Alessandro Michele pokazał pierwszą kolekcję haute couture dla domu mody Valentino. Projektant w pokazie na wiosnę-lato 2025 połączył motywy ze wszystkich epok w historii mody. Inspiracje tłumaczy w opasłym tomie podarowanym dziennikarzom zamiast zwyczajnej informacji prasowej.

Wszystko wszędzie naraz – Alessandro Michele gościom swojego pierwszego pokazu kolekcji haute couture dla domu mody Valentino zafundował doświadczenie multiwersum. Gdy modelki przechadzały się po wybiegu, w tle migotały podświetlone wyrazy. Ich czcionka przypominała trochę wykresy giełdowe na Wall Street. Z powodzeniem można by ją też wykorzystać na promie kosmicznym lecącym na Marsa. Wyrwane z kontekstu słowa – tytuły, nazwiska, pojęcia – sprawiały wrażenie chaotycznego zbioru. Scenografia oddawała przebodźcowanie naszych czasów. Często nie potrafimy skupić się na komunikacie dłuższym niż kilka sekund czy kilka zdań. W głowie wirują nam idee, plotki, wspomnienia. Zmieniają się w niewiarygodnym, oszałamiającym, zawrotnym tempie.

(Fot. Spotlight. Launchmetrics)
(Fot. Spotlight. Launchmetrics)

Nowy dyrektor kreatywny rzymskiego domu mody nazwał więc kolekcję „Vertigineux”, co oznacza właśnie tę nieuchwytną prędkość. Jak przetworzyć te wszystkie informacje? Michele sięga po sprawdzony sposób Umberto Eco – listy pomagające uporządkować chaos. Włoski semiotyk, który pisał bestsellery, zdaje się fascynować projektanta. Przygotowując się do pokazu, Michele twierdził wszak, że w innym życiu najchętniej wciąż by się uczył. Zajął się jednak nie badaniem starożytnej architektury, średniowiecznych zwojów czy renesansowych obrazów w murach uczelni, ale tłumaczeniem kalejdoskopu epok, nawiązań, skojarzeń na język mody. Odsłaniając zagubienie w gąszczu znaczeń, projektant pokazał też, w jaki sposób mierzy się z przepastnymi archiwami Valentino, jednej z najbardziej ikonicznych marek. Jako archiwum twórca traktuje jednak właściwie każdy tekst kultury. 
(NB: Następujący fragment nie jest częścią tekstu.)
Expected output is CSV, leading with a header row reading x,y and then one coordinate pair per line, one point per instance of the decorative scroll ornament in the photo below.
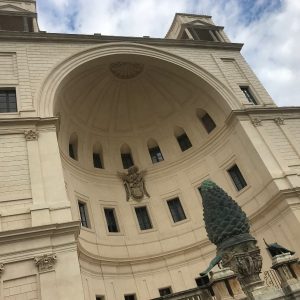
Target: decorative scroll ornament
x,y
45,262
279,121
125,69
31,135
134,183
256,122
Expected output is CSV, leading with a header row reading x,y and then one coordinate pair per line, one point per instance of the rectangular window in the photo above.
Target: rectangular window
x,y
127,160
97,161
8,100
184,142
143,218
208,123
84,217
156,155
130,297
237,177
165,291
176,210
111,220
248,94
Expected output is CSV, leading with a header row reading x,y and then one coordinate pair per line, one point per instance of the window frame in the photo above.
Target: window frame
x,y
14,88
170,212
116,220
232,165
89,223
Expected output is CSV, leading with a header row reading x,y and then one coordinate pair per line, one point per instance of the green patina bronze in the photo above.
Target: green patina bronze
x,y
225,222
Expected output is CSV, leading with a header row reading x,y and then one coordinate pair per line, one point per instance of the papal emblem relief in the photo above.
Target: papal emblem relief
x,y
134,183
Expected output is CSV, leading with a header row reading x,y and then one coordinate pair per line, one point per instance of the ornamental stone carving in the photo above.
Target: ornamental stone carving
x,y
31,135
125,69
279,121
46,262
256,122
134,183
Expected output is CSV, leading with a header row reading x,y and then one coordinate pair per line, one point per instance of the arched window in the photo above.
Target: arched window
x,y
73,146
182,139
206,120
126,156
154,151
98,156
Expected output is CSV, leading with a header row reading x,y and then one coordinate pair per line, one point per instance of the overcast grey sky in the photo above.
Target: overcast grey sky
x,y
270,30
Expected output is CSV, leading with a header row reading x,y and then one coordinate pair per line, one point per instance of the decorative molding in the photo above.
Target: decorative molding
x,y
125,69
46,262
256,122
279,121
31,135
2,268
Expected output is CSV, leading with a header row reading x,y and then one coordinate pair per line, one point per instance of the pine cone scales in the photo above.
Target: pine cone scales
x,y
222,215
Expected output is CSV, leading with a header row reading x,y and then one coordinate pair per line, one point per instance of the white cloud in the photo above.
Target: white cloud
x,y
269,30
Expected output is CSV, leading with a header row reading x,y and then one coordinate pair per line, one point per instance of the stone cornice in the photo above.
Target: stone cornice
x,y
16,235
98,38
265,113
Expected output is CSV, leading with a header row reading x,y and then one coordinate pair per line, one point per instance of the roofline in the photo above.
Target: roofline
x,y
98,38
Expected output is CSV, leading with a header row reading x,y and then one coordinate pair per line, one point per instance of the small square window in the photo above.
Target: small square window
x,y
184,142
84,217
176,210
156,155
237,177
8,100
130,297
248,94
127,160
143,217
165,291
111,220
208,123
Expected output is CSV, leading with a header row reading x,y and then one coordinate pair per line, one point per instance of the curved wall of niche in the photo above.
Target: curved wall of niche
x,y
113,113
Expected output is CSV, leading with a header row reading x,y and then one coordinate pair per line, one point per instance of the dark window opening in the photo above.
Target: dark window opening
x,y
248,94
208,123
176,210
155,154
111,221
130,297
8,100
165,291
237,177
97,161
143,218
84,217
127,160
184,142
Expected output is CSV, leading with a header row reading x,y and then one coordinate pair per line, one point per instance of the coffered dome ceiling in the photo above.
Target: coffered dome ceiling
x,y
120,95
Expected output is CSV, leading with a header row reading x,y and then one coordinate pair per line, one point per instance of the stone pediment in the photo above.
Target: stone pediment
x,y
13,8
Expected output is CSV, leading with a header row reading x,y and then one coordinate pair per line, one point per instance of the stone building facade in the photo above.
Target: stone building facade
x,y
77,111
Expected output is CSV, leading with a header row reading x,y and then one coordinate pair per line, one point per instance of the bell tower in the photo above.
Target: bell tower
x,y
18,16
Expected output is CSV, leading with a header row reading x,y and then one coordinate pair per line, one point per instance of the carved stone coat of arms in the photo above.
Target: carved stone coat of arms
x,y
134,183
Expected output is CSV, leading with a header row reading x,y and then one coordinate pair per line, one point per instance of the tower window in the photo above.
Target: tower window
x,y
8,100
111,220
237,177
143,217
130,297
184,142
156,155
84,217
248,94
97,161
208,122
165,291
127,160
176,210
(Fot. Spotlight. Launchmetrics)

Alessandro Michele zachwyca u Valentino. Takiego haute couture jeszcze nie było

Podpis

Wśród 48 looków widać zachwyt nad kolumnami doryckimi, sukniami czarownic z bajek, surrealizmem, flapperkami, Tudorami, Marleną Dietrich, Orlando, Marią Antoniną. Najważniejsza okazuje się postać arlekina, w którego charakterystyczną kratę przyoblekł suknię z pierwszej sylwetki. Arlekin, czyli błazen, ktoś na wzór naszego Stańczyka – tak być może postrzega własną rolę w świecie mody. 

W każdej z sylwetek ten burzyciel porządku zawarł wiele powiązanych ze sobą światów – na tle motywów z malarstwa pojawiają się charakterystyczne dla Valentino czerwienie, falbany, kokardki. Żaden z tych detali nie pełni jednak jedynie funkcji ozdobnika – zaprzęgnięto je do niesienia znaczeń. 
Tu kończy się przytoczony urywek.